Pakistan’s November remittances hit $3.2 billion, rise 9.4% YoY despite monthly dip

Overall remittance inflows reached $16.1 billion in 5MFY26, rising 9.3% year-on-year, with the largest contributions coming from Saudi Arabia and UAE

Pakistan received $3.2 billion in overseas workers’ remittances in November 2025, marking a 9.4% year-on-year increase compared to the $2.9 billion recorded in the same month last year, the State Bank of Pakistan (SBP) said on Tuesday. However, monthly inflows fell 7% from $3.4 billion in October.

During the first five months of FY26, remittances amounted to $16.1 billion, up from $14.8 billion in the corresponding period of FY25, showing an increase of 9.3%. 

The inflows continue to play a critical role in supporting Pakistan’s external account, boosting economic activity and supplementing household incomes. The government has been promoting the use of formal remittance channels through incentives and regulatory facilitation. 

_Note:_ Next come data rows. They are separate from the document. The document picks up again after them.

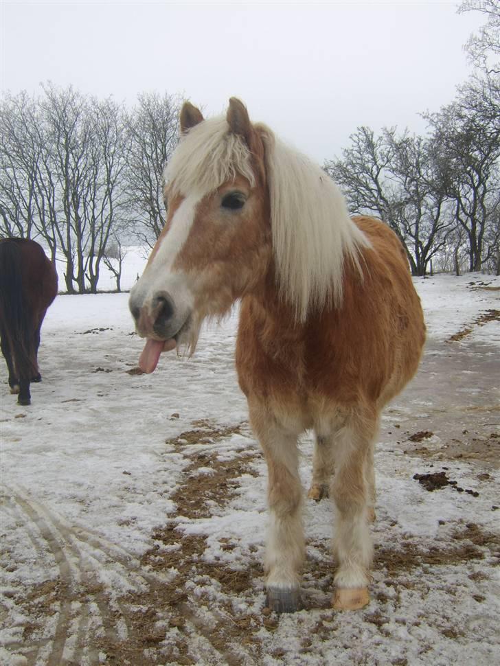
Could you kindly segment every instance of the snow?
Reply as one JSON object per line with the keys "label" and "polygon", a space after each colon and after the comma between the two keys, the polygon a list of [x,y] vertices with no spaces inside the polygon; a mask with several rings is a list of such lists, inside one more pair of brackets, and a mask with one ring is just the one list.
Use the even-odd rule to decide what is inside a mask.
{"label": "snow", "polygon": [[[143,265],[137,254],[128,255],[124,288],[133,284]],[[328,500],[306,501],[306,610],[273,615],[270,624],[264,620],[254,627],[250,642],[239,644],[229,632],[225,648],[214,639],[220,627],[242,618],[260,622],[264,606],[259,567],[266,524],[266,469],[234,369],[237,309],[220,325],[205,328],[192,358],[163,354],[154,374],[129,374],[137,367],[141,342],[133,334],[128,295],[60,295],[42,330],[43,381],[32,386],[31,406],[17,405],[8,394],[3,361],[0,367],[0,662],[500,663],[495,553],[488,541],[457,536],[461,531],[470,536],[467,526],[472,524],[481,533],[498,534],[500,513],[492,507],[500,503],[499,472],[491,461],[436,457],[446,442],[443,432],[433,427],[446,411],[447,416],[453,412],[457,428],[464,429],[468,419],[469,430],[475,420],[488,432],[500,430],[498,411],[494,415],[500,326],[497,320],[473,323],[486,311],[500,309],[500,278],[443,275],[417,278],[415,284],[428,328],[425,382],[420,389],[416,379],[413,389],[411,384],[383,419],[372,532],[380,553],[392,549],[395,558],[416,554],[394,573],[390,553],[380,561],[376,558],[370,606],[335,613],[329,604],[331,577],[328,582],[323,564],[328,562],[332,507]],[[113,281],[100,286],[112,288]],[[468,335],[446,342],[466,328],[471,329]],[[446,382],[436,364],[455,357],[464,359],[459,381],[464,383],[452,378],[449,388],[451,393],[456,389],[457,395],[463,394],[459,405],[447,404],[446,391],[435,388],[442,386],[438,379]],[[487,376],[475,365],[479,358],[485,363],[481,367],[490,371]],[[489,410],[484,418],[483,408]],[[435,434],[421,443],[429,457],[417,450],[404,452],[404,431],[431,429]],[[186,434],[197,430],[205,439]],[[498,441],[492,439],[493,445]],[[310,436],[304,437],[305,487],[310,479]],[[224,469],[218,466],[233,463],[242,466],[239,475],[229,476],[225,501],[217,494],[225,479],[217,476]],[[413,479],[443,466],[464,488],[479,489],[479,496],[450,486],[429,492]],[[488,480],[478,481],[481,474]],[[205,493],[198,516],[185,505],[194,483]],[[215,487],[203,490],[211,483]],[[179,494],[183,487],[185,497]],[[177,541],[155,536],[168,523],[175,528]],[[110,641],[131,640],[127,613],[146,612],[145,599],[152,590],[174,587],[176,581],[182,584],[180,560],[163,566],[161,558],[177,557],[187,537],[201,539],[203,547],[192,555],[192,577],[184,580],[188,601],[177,610],[183,623],[177,626],[172,612],[158,611],[150,630],[159,632],[161,640],[143,646],[131,661],[113,661]],[[146,562],[155,544],[157,560],[148,556]],[[456,547],[458,553],[464,544],[475,549],[473,556],[457,554],[438,564],[428,557],[436,548]],[[159,566],[153,566],[155,561]],[[211,575],[211,566],[249,573],[251,589],[228,592]],[[326,577],[324,585],[317,579],[319,572]],[[59,589],[58,585],[73,593],[85,586],[91,591],[80,598],[56,593],[51,597],[49,590]],[[45,615],[35,603],[44,599]],[[190,662],[166,656],[169,646],[183,641],[189,645]]]}

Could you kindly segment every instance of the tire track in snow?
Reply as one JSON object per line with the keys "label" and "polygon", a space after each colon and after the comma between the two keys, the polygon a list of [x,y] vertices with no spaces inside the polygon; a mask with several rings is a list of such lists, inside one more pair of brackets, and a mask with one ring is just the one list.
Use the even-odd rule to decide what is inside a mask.
{"label": "tire track in snow", "polygon": [[[93,604],[98,610],[106,639],[114,643],[119,642],[120,638],[109,602],[92,579],[92,574],[97,573],[98,567],[95,565],[91,568],[85,566],[83,553],[73,542],[70,530],[65,527],[55,516],[38,503],[29,498],[20,490],[6,490],[11,499],[17,503],[30,519],[30,523],[36,526],[59,570],[62,596],[60,600],[60,610],[52,639],[52,648],[46,661],[47,666],[60,666],[69,658],[76,663],[80,663],[84,650],[87,652],[91,663],[98,663],[98,651],[92,647],[91,641],[88,640],[91,637]],[[82,601],[78,594],[80,591],[89,597],[90,600]],[[80,602],[80,609],[73,608],[74,601]],[[73,617],[76,614],[76,616]],[[75,628],[71,632],[72,625]],[[73,641],[73,647],[67,645],[71,634],[76,638]],[[71,658],[66,654],[69,652],[71,653]],[[38,661],[36,657],[35,660]]]}
{"label": "tire track in snow", "polygon": [[[70,527],[65,525],[63,519],[57,518],[21,489],[11,487],[5,490],[11,502],[15,503],[29,519],[23,529],[29,533],[32,526],[34,526],[40,535],[38,539],[32,533],[30,539],[34,545],[42,551],[43,544],[47,544],[58,566],[62,586],[63,597],[60,601],[53,637],[34,641],[32,645],[34,650],[32,654],[28,656],[24,652],[29,666],[40,663],[46,666],[61,666],[67,663],[99,663],[99,650],[92,644],[92,639],[96,637],[95,628],[93,627],[95,624],[93,605],[97,607],[106,643],[119,645],[126,641],[132,632],[126,604],[118,599],[110,601],[106,593],[106,584],[103,590],[99,590],[93,575],[98,575],[100,567],[111,566],[113,573],[125,579],[129,589],[137,592],[139,597],[143,593],[161,593],[165,577],[146,571],[135,555],[101,535],[80,527]],[[100,583],[102,584],[102,581]],[[76,601],[79,602],[78,608]],[[229,646],[221,652],[220,645],[214,644],[209,625],[220,625],[231,621],[221,609],[209,612],[209,621],[207,621],[207,609],[202,612],[192,603],[183,604],[182,612],[193,650],[203,660],[208,659],[207,663],[228,666],[255,664],[242,646],[238,647],[236,654]],[[225,617],[221,617],[221,613]],[[120,619],[122,631],[119,626]],[[97,637],[102,639],[102,636]],[[47,649],[49,643],[52,645]],[[18,646],[21,647],[25,650],[25,644]],[[43,656],[41,651],[48,653],[48,656]]]}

The Pakistan Remittance Initiative (PRI), launched in 2009, has expanded its network of participating financial institutions from 25 in 2009 to more than 50 in 2024, including conventional banks, Islamic banks, microfinance banks and exchange companies. The number of international remittance partners has also expanded from around 45 to nearly 400, with Electronic Money Institutions (EMIs) now permitted to receive remittances via banks.

SBP data shows that Saudi Arabia remained the largest source of remittances in November, with overseas Pakistanis sending $753 million, up 3% year-on-year but 10% lower than in October. Inflows from the UAE reached $675 million, rising 9% on a yearly basis.

From the United Kingdom, remittances stood at $481 million, down 4% from October but 17% higher year-on-year.

Overseas Pakistanis in the United States remitted $277 million, a decline of 4% compared to last year and 8% lower than the previous month. The strongest annual growth came from European Union countries, where remittances surged 29% to $417 million in November.